<!-- mcp-name: io.github.JacobBruce/CAIT -->
CAIT - Core AI Toolkit
A modular Model Context Protocol (MCP) server that extends AI assistants with practical capabilities: file I/O, a persistent Python REPL, AST-aware code analysis, semantic text search, document conversion, Wikipedia & arXiv tools, a persistent vector memory database, and other general utilities.
A total of 38 tools across 9 modules. Each module can be disabled independently via the CAIT_DISABLE environment variable. Made by AI for AI.
Requirements
- Python 3.11+
- Core:
fastmcp,chromadb - Online research:
wikipedia-api,arxiv - Document conversion:
doclingormarkitdown[all](ormarkitdown[pdf]for PDF-only) - Scientific computing (optional, for REPL use):
sympy,scipy,matplotlib,plotly,vispy
Installation
git clone https://github.com/JacobBruce/CAIT
cd CAIT
python -m venv .venv
source .venv/bin/activate # Windows: .venv\Scripts\activate
pip install -r requirements.txt
Replace MarkItDown with Docling in requirements.txt if you want higher-quality layout-aware conversion (slower, heavier).
Agents & Skills
CAIT includes several agent files, instructions/rules, and skills. To get the most from CAIT you should install AGENTS.md into your work environment (see Agent Instructions below).

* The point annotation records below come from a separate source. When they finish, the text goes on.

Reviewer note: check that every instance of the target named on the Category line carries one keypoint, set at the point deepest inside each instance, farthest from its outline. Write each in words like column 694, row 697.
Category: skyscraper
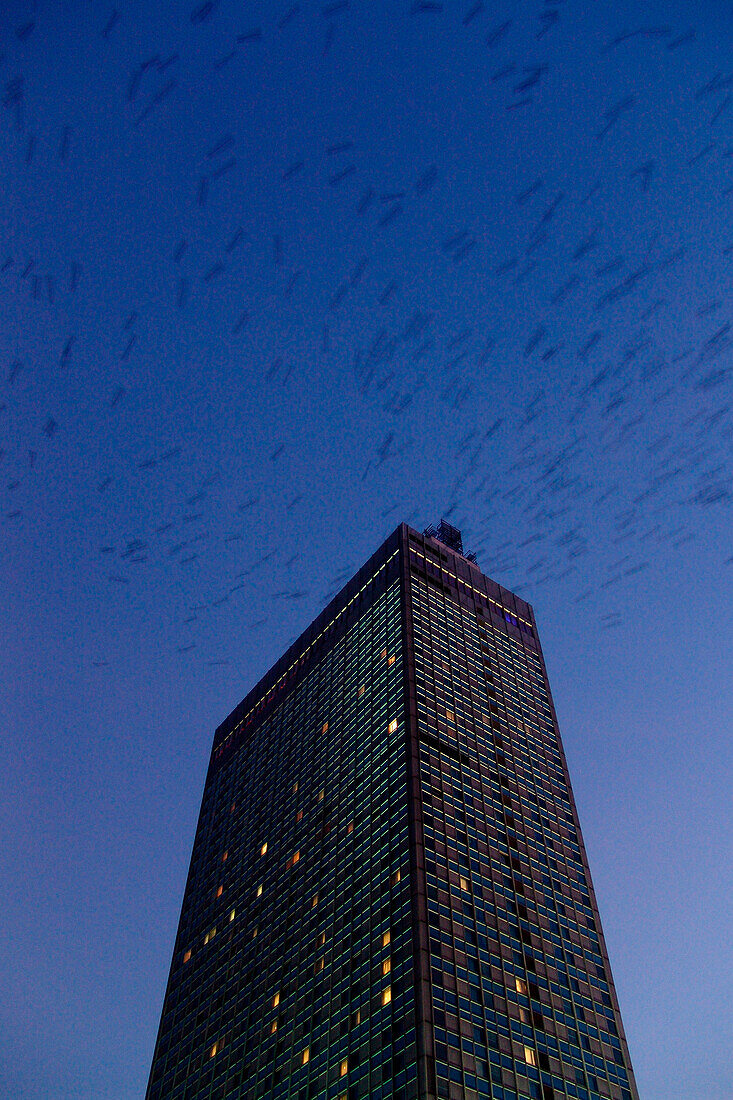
column 389, row 893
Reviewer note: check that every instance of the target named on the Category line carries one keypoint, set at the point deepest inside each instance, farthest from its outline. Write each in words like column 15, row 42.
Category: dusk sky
column 275, row 277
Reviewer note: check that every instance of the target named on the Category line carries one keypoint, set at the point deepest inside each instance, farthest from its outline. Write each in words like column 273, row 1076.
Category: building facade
column 389, row 894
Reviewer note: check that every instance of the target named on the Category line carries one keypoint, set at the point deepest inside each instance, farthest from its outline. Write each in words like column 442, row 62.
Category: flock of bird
column 578, row 444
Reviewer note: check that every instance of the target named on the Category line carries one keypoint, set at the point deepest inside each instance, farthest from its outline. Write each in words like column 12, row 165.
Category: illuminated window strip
column 458, row 580
column 264, row 699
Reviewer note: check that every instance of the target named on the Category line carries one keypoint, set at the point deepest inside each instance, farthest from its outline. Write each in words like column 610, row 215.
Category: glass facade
column 389, row 894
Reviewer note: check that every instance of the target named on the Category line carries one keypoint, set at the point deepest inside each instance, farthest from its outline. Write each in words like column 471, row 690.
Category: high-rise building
column 389, row 893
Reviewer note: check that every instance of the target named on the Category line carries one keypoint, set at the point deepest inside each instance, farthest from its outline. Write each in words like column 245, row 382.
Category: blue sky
column 262, row 300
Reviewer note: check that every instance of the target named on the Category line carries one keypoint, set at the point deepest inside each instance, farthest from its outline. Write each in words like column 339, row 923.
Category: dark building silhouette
column 389, row 893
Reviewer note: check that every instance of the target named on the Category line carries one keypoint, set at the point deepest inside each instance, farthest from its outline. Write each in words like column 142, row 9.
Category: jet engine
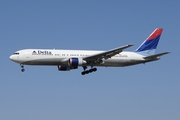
column 76, row 62
column 65, row 68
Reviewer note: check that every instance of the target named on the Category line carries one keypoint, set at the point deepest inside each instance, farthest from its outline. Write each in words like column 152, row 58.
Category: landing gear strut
column 22, row 68
column 88, row 71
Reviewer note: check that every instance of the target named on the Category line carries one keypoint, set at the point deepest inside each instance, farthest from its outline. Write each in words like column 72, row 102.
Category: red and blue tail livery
column 150, row 44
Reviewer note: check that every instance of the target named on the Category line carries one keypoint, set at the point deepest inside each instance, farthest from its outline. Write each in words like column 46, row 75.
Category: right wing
column 156, row 55
column 105, row 55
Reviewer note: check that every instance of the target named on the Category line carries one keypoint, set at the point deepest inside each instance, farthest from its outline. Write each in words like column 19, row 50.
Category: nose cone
column 11, row 57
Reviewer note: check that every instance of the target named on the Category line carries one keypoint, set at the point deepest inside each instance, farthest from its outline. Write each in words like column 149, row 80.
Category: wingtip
column 130, row 44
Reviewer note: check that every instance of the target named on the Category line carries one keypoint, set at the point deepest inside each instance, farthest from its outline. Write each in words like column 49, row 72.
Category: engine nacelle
column 76, row 62
column 65, row 68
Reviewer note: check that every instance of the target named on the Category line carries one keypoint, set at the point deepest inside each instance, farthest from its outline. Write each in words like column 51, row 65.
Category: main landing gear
column 22, row 68
column 88, row 71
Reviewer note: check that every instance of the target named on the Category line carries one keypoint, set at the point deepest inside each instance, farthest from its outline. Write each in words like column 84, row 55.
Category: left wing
column 156, row 55
column 105, row 55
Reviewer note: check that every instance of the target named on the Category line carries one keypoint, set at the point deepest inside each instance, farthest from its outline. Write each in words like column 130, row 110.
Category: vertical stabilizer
column 149, row 46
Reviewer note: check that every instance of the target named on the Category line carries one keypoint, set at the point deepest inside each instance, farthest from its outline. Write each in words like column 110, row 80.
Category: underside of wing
column 156, row 55
column 105, row 55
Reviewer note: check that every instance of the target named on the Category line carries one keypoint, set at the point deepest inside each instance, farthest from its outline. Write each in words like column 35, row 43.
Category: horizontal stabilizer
column 156, row 55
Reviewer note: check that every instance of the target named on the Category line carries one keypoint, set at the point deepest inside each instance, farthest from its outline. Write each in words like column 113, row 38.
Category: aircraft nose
column 12, row 57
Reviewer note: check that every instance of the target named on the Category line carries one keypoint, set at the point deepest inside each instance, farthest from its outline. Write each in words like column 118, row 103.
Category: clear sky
column 141, row 92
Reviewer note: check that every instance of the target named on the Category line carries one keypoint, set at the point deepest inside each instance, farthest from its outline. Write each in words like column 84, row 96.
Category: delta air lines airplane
column 66, row 60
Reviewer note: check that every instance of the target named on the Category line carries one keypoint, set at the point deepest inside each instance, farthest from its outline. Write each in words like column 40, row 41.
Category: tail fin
column 148, row 47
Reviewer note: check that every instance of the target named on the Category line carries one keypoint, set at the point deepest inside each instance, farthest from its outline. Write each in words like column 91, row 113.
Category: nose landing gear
column 22, row 68
column 88, row 71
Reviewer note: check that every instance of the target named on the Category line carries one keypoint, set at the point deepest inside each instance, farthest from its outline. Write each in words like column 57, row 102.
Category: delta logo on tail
column 150, row 44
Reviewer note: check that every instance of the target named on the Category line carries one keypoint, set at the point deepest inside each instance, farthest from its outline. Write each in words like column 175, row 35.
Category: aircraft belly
column 44, row 61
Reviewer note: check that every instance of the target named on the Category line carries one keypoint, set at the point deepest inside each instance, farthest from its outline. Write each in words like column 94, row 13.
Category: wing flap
column 156, row 55
column 106, row 54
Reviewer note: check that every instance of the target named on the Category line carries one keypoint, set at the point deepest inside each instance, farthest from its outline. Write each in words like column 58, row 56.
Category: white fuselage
column 58, row 57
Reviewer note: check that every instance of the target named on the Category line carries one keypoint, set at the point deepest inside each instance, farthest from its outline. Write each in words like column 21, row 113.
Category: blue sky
column 149, row 91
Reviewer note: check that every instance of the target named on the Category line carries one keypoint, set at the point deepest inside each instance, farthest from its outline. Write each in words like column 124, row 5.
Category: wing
column 97, row 58
column 156, row 55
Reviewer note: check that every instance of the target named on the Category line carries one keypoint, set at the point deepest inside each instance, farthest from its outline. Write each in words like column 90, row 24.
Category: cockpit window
column 16, row 53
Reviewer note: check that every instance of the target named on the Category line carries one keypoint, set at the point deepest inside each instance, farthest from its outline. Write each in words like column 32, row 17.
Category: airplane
column 67, row 60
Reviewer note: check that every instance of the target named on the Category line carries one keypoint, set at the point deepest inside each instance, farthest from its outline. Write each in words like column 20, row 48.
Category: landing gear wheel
column 22, row 70
column 88, row 71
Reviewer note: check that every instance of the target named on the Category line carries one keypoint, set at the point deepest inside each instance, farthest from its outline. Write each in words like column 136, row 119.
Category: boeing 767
column 66, row 60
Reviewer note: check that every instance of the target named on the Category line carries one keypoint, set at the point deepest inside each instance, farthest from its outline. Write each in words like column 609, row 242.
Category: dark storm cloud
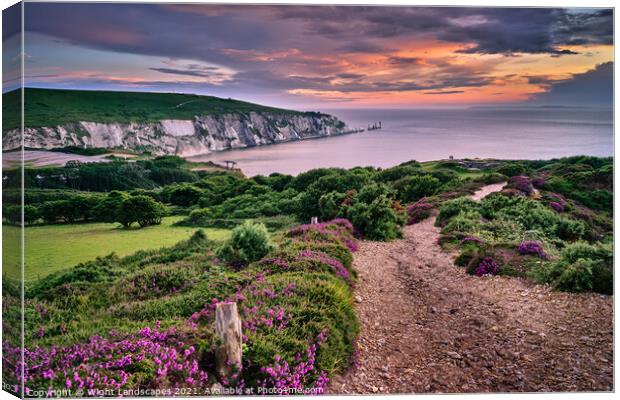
column 446, row 92
column 594, row 88
column 11, row 21
column 490, row 30
column 266, row 78
column 185, row 31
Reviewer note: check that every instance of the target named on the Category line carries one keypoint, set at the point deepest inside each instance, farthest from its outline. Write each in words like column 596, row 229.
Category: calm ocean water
column 424, row 135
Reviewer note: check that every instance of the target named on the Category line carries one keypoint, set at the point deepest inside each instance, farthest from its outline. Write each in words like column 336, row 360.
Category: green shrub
column 466, row 221
column 569, row 229
column 576, row 277
column 453, row 207
column 248, row 243
column 413, row 188
column 581, row 267
column 377, row 220
column 141, row 209
column 511, row 169
column 492, row 177
column 466, row 256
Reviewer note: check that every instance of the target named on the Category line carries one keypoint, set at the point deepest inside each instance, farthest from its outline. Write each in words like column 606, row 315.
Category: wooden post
column 228, row 329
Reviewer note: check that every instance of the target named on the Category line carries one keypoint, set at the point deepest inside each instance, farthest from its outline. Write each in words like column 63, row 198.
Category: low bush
column 454, row 207
column 532, row 247
column 248, row 243
column 581, row 267
column 418, row 212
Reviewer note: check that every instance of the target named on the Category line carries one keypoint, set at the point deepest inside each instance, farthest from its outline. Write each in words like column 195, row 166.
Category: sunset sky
column 330, row 57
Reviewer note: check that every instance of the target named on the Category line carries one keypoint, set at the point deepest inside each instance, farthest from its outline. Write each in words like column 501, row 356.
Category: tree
column 141, row 209
column 107, row 210
column 31, row 214
column 12, row 214
column 182, row 195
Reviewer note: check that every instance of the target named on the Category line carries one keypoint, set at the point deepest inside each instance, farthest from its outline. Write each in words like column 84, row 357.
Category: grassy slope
column 50, row 107
column 51, row 248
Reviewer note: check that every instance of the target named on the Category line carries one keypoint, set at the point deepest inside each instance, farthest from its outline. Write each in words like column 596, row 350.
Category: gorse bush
column 581, row 267
column 415, row 187
column 249, row 242
column 418, row 212
column 454, row 207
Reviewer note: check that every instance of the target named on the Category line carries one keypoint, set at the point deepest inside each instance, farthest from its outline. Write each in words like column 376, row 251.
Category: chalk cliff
column 200, row 135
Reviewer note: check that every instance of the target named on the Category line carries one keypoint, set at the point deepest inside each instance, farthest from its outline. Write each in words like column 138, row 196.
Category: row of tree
column 120, row 207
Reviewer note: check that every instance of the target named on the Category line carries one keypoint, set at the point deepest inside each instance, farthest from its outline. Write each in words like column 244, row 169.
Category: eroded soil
column 427, row 326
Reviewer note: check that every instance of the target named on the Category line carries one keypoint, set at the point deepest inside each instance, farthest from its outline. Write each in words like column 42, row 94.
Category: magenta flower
column 487, row 266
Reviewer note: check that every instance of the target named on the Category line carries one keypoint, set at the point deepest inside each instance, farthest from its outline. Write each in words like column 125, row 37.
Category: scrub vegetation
column 152, row 311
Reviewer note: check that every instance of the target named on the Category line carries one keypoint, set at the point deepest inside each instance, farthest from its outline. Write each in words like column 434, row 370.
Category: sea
column 434, row 134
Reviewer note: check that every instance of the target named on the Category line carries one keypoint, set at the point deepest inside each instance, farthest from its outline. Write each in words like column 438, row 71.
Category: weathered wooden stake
column 228, row 329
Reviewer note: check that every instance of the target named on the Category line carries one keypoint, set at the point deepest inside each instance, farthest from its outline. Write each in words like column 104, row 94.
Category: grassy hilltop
column 52, row 107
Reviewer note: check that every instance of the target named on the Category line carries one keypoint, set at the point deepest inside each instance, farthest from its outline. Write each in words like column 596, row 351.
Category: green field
column 50, row 107
column 51, row 248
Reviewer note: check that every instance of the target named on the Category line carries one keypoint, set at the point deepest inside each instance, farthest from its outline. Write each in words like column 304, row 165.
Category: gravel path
column 427, row 326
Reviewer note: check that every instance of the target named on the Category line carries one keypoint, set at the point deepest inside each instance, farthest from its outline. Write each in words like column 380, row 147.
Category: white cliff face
column 201, row 135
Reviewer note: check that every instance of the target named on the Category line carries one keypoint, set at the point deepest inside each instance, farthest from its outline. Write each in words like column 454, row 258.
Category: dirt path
column 427, row 326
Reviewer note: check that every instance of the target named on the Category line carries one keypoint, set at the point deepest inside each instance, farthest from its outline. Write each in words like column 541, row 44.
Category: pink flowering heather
column 538, row 183
column 112, row 363
column 532, row 247
column 471, row 239
column 487, row 266
column 557, row 198
column 300, row 375
column 323, row 258
column 558, row 207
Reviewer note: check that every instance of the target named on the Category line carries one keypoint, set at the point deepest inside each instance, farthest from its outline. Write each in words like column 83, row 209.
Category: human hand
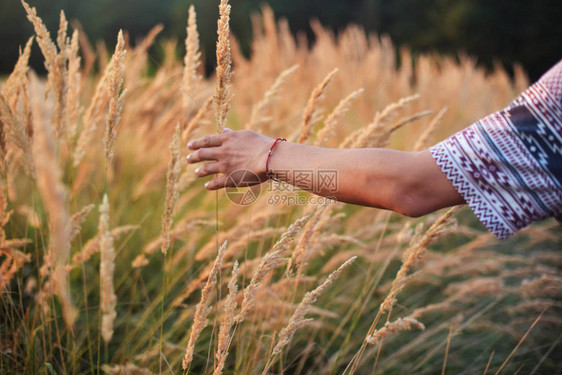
column 239, row 156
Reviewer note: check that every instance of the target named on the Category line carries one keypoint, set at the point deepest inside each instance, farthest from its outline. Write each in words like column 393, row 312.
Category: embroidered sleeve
column 508, row 165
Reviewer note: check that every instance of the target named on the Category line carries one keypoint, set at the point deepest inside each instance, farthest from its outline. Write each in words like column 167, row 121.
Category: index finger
column 210, row 140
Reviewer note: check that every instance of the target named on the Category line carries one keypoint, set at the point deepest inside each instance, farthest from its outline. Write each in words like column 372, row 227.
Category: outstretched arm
column 409, row 183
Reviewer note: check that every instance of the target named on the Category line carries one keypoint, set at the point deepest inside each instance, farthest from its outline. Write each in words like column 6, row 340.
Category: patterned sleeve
column 508, row 165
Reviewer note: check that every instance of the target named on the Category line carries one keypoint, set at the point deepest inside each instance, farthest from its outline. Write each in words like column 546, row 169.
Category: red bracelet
column 269, row 155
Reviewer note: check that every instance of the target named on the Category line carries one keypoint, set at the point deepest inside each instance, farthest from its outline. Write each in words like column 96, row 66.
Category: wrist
column 273, row 149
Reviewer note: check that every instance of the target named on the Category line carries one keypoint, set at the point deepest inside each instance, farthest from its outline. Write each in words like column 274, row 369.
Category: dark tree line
column 506, row 31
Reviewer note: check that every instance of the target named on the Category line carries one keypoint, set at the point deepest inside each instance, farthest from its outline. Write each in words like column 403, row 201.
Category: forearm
column 405, row 182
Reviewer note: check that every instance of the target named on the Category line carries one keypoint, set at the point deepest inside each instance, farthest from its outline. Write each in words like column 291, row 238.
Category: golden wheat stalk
column 117, row 99
column 202, row 310
column 58, row 80
column 194, row 122
column 297, row 320
column 258, row 117
column 376, row 129
column 192, row 59
column 228, row 320
column 414, row 253
column 174, row 171
column 108, row 299
column 14, row 132
column 91, row 117
column 74, row 81
column 273, row 259
column 223, row 93
column 424, row 139
column 78, row 218
column 400, row 324
column 17, row 80
column 310, row 109
column 46, row 45
column 93, row 245
column 336, row 119
column 55, row 198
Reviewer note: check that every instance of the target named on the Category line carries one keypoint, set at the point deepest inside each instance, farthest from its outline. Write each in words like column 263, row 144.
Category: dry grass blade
column 73, row 81
column 202, row 310
column 55, row 198
column 400, row 324
column 334, row 120
column 223, row 93
column 194, row 122
column 78, row 218
column 13, row 131
column 258, row 117
column 18, row 78
column 273, row 259
column 192, row 59
column 520, row 342
column 174, row 171
column 310, row 109
column 108, row 299
column 425, row 138
column 228, row 320
column 117, row 98
column 297, row 319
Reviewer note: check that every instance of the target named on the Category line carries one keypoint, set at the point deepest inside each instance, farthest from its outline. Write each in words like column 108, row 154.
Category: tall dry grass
column 71, row 279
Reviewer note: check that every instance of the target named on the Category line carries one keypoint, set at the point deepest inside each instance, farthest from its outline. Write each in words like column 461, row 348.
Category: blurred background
column 498, row 31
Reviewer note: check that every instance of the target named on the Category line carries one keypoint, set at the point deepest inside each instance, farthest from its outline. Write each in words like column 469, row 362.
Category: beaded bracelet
column 269, row 174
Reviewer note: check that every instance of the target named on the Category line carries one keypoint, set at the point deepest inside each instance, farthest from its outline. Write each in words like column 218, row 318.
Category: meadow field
column 115, row 259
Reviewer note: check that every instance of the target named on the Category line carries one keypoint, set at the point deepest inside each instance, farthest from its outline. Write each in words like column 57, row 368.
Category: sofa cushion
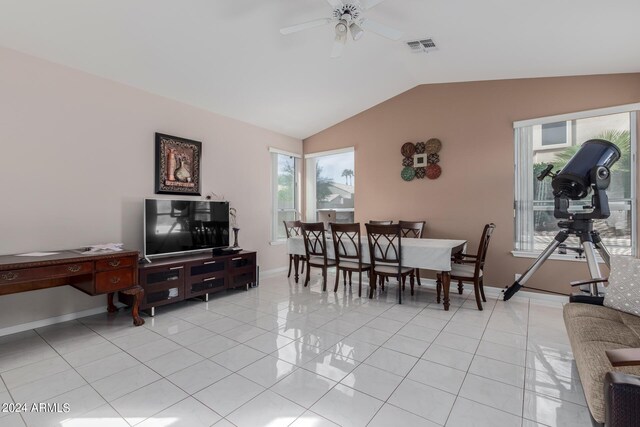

The instructions include general guidance for how to behave, how to use CAIT tools, and how to use the Firecrawl search tools. The instructions may need to be adapted to suit different setups.
If you are working in a Python environment you may want to make use of this agent prompt: python-coder.agent.md. There is also research-assistant.agent.md for deep research.
For C++ programmers there is cpp-style-guidelines.md, although many of the guidelines are my personal preferences and may need to be adapted to other projects.
For project planning and onboarding, CAIT also includes these two complementary skills:
- project-survey.md — orient in an unfamiliar codebase; produces
SURVEY.md - project-planning.md — plan new features or roadmaps; produces
PLAN.mdandTASKS.md
New: CAIT now includes game-master.agent.md to help agents act as the Game Master of a roleplaying text-based adventure, with optional image generation support.
It contains detailed "Game Master Protocols" with a well thought out Markdown file system for maintaining the state of a roleplay world. There is also an accompanying skill to help the agent setup a new roleplay world.
Agent Instructions
To use the agent instructions, rename AGENTS.md and place it in the correct location:
| Tool | Where to put a copy | |------|---------------------| | Cursor | User rule, or AGENTS.md at project root | | Claude Code | CLAUDE.md at project root (or ~/.claude/CLAUDE.md globally) | | GitHub Copilot | .github/copilot-instructions.md | | Other | AGENTS.md at project root — increasingly recognized across tools |
Environment Variables
| Variable | Default | Description | |----------|---------|-------------| | CAIT_FILES_PATH | ~/.cait/files/ | Directory for downloaded files and document conversion cache | | CAIT_MEMORY_PATH | ~/.cait/memory | ChromaDB storage for the persistent memory database | | CAIT_DISABLE | _(empty)_ | Comma-separated module names to exclude at startup (e.g. wiki,arxiv) |
Client Configuration
VS Code (GitHub Copilot)
Add to your workspace .vscode/mcp.json or user settings.json:
{
"servers": {
"bitfreak/cait": {
"type": "stdio",
"command": "/absolute/path/to/.venv/bin/python",
"args": ["-m", "cait.server"],
"cwd": "/absolute/path/to/CAIT"
}
}
}
For user
settings.json, nest the above under"mcp": { ... }.
Copy AGENTS.md to .github/copilot-instructions.md in your project.
Claude Desktop
Edit claude_desktop_config.json:
- macOS:
~/Library/Application Support/Claude/claude_desktop_config.json - Linux:
~/.config/claude/claude_desktop_config.json - Windows:
%APPDATA%\Claude\claude_desktop_config.json
{
"mcpServers": {
"bitfreak/cait": {
"command": "/absolute/path/to/.venv/bin/python",
"args": ["-m", "cait.server"],
"env": {
"PYTHONPATH": "/absolute/path/to/CAIT"
}
}
}
}
Claude Code
claude mcp add cait -e PYTHONPATH=/absolute/path/to/CAIT \
-- /absolute/path/to/.venv/bin/python -m cait.server
Copy AGENTS.md to your project root as CLAUDE.md (or ~/.claude/CLAUDE.md for global use).
Cursor
Add to your user ~/.cursor/mcp.json (or project .cursor/mcp.json):
{
"mcpServers": {
"cait": {
"command": "/absolute/path/to/CAIT/.venv/bin/python",
"args": ["-m", "cait.server"],
"cwd": "/absolute/path/to/CAIT",
"env": {
"PYTHONPATH": "/absolute/path/to/CAIT"
}
}
}
}
PYTHONPATH must point at the CAIT repo root (the directory that contains the cait/ package). Cursor does not always honor cwd for MCP subprocesses, so PYTHONPATH is required for python -m cait.server to resolve.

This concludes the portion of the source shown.